For the additive error regression model $Y=m(\boldsymbol{x})+e$, the response plot of $\hat{Y}=\hat{m}(\boldsymbol{x})$ vs. $Y$, with the identity line added as a visual aid, is used like the MLR response plot. We want $n \geq 10 d f$ where $d f$ is the degrees of freedom from fitting $\hat{m}$. Olive (2013a) provides PIs for this model, including the location model. These PIs are large sample PIs provided that the sample quantiles of the residuals are consistent estimators of the population quantiles of the errors. The response plot and PIs could also be used for methods described in James et al. (2013) such as ridge regression, lasso, principal components regression, and partial least squares. See Pelawa Watagoda and Olive (2017) if $n$ is not large compared to $p$.

## 统计代写|线性回归分析代写linear regression analysis代考|Lack of Fit Tests

Then $M S P E=S S P E /(n-c)$ is an unbiased estimator of $\sigma^2$ when model (2.29) holds, regardless of the form of $m$. The PE in SSPE stands for “pure error.”

Now SSLF $=S S E-S S P E=\sum_{j=1}^c n_j\left(\bar{Y}_j-\hat{Y}_j\right)^2$. Notice that $\bar{Y}_j$ is an unbiased estimator of $m\left(\boldsymbol{x}_j\right)$ while $\hat{Y}_j$ is an estimator of $m$ if the MLR model is appropriate: $m\left(\boldsymbol{x}_j\right)=\boldsymbol{x}_j^T \boldsymbol{\beta}$. Hence SSLF and MSLF can be very large if the MLR model is not appropriate.

The 4 step lack of fit test is i) Ho: no evidence of MLR lack of fit, $H_A$ : there is lack of fit for the MLR model.
ii) $F_{L F}=M S L F / M S P E$.
iii) The pval $=P\left(F_{c-p, n-c}>F_{L F}\right)$.
iv) Reject Ho if pval $\leq \delta$ and state the $H_A$ claim that there is lack of fit. Otherwise, fail to reject Ho and state that there is not enough evidence to conclude that there is MLR lack of fit.
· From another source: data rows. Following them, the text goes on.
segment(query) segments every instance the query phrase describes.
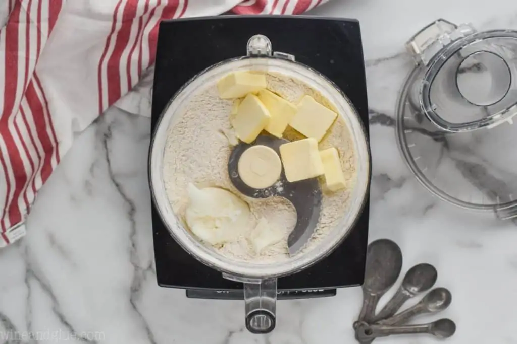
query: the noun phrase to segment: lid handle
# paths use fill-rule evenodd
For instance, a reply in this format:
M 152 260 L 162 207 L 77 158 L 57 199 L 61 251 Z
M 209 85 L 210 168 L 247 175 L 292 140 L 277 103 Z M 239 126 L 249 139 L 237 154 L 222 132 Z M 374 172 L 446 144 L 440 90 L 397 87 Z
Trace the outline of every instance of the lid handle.
M 412 37 L 406 43 L 406 48 L 417 64 L 427 65 L 445 46 L 475 32 L 476 29 L 469 24 L 457 25 L 445 19 L 438 19 Z
M 263 35 L 255 35 L 248 40 L 248 56 L 270 56 L 272 51 L 271 41 Z

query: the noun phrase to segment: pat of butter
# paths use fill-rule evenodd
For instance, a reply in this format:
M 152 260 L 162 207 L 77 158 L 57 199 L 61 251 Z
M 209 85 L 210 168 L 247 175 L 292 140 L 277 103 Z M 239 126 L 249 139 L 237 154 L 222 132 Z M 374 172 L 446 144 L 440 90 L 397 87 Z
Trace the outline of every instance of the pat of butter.
M 325 185 L 329 190 L 338 191 L 346 186 L 345 176 L 341 170 L 338 150 L 332 147 L 320 152 L 325 169 Z
M 240 98 L 248 93 L 266 88 L 266 76 L 248 72 L 236 72 L 223 77 L 217 83 L 219 96 L 223 99 Z
M 321 141 L 334 123 L 338 114 L 325 107 L 310 95 L 304 96 L 298 111 L 289 125 L 307 137 Z
M 269 111 L 258 97 L 249 93 L 239 105 L 237 114 L 231 121 L 232 125 L 237 137 L 251 143 L 267 125 L 269 117 Z
M 288 182 L 314 178 L 325 172 L 318 151 L 318 142 L 315 139 L 303 139 L 284 143 L 280 149 Z
M 237 110 L 239 109 L 239 105 L 240 105 L 241 102 L 242 102 L 242 99 L 236 99 L 233 102 L 233 104 L 232 105 L 232 110 L 230 111 L 230 116 L 232 117 L 234 117 L 237 114 Z
M 266 131 L 278 138 L 281 138 L 287 124 L 296 113 L 296 107 L 267 90 L 260 91 L 258 99 L 269 110 L 271 115 L 269 123 L 265 128 Z

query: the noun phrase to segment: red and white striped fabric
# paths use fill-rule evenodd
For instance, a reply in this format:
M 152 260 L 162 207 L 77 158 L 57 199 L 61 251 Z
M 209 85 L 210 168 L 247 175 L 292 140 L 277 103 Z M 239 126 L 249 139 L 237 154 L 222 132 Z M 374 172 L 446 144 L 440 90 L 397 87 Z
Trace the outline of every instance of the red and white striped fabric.
M 74 134 L 154 62 L 161 19 L 300 13 L 326 0 L 0 1 L 0 247 L 25 234 Z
Although the lack of fit test seems clever, examining the response plot and residual plot is a much more effective method for examining whether or not the MLR model fits the data well provided that $n \geq 10 p$. A graphical version of the lack of fit test would compute the $\bar{Y}_j$ and see whether they scatter about the identity line in the response plot. When there are no replicates, the range of $\hat{Y}$ could be divided into several narrow nonoverlapping intervals called slices. Then the mean $\bar{Y}_j$ of each slice could be computed and a step function with step height $\bar{Y}_j$ at the $j$ th slice could be plotted. If the step function follows the identity line, then there is no evidence of lack of fit. However, it is easier to check whether the $Y_i$ are scattered about the identity line. Examining the residual plot is useful because it magnifies deviations from the identity line that may be difficult to see until the linear trend is removed. The lack of fit test may be sensitive to the assumption that the errors are iid $N\left(0, \sigma^2\right)$.